Рассказанная ей история оказалась до боли знакомой. Две недели назад Саназ с пятью подругами поехали к Каспийскому морю на двухдневные каникулы. В первый день они решили навестить жениха подруги, который жил на вилле неподалеку. Саназ подчеркивала, что все они были прилично одеты, в платках и длинных накидках. Они сидели в саду: шесть девушек и один юноша. В доме не было алкогольных напитков, запрещенных кассет и дисков. Саназ словно намекала, что если бы все это было, они бы заслужили того обращения, которому подверглись в руках Стражей Революции.

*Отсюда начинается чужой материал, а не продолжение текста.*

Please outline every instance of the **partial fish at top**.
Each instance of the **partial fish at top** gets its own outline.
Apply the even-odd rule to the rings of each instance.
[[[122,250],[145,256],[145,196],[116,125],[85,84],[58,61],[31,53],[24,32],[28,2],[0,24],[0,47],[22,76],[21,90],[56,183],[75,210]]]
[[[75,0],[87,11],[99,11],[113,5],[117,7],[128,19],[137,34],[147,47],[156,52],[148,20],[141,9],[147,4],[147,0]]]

Потом появились «они» – вооруженные стражи нравственности; они возникли неожиданно, перепрыгнув через низкие стены. Им якобы сообщили о происходящих в доме незаконных действиях; они потребовали провести обыск. Не найдя к чему придраться во внешности девушек, один из стражей сказал: вот смотрю я на вас, с вашими западными манерами… Что значит «с западными манерами», спросила Нассрин? Саназ взглянула на нее и улыбнулась. Уточню, когда в следующий раз встречу этого стража, сказала она. Правда в том, что при обыске не нашлось ни алкогольных напитков, ни кассет и дисков, но поскольку ордер на обыск у стражей имелся, они не желали уходить ни с чем. Их всех отвели в специальную тюрьму для нарушителей морали. Там, несмотря на протесты, их загнали в тесную темную камеру и оставили на ночь; кроме них, там было несколько проституток и наркоманка. Охранники заходили в камеру два-три раза за ночь, будили тех, кто уснул, и осыпали их проклятиями.
Там их держали сорок восемь часов. Несмотря на многократные просьбы, им не разрешали позвонить родителям. В назначенное время они могли выйти в туалет, но кроме этого покидали камеру лишь дважды: в первый раз их отвели в больницу, где женщина-гинеколог проверила их на девственность в присутствии студентов-медиков, наблюдавших за осмотром. Затем, не удовлетворившись ее вердиктом, стражи отвели девушек в частную клинику на повторную проверку.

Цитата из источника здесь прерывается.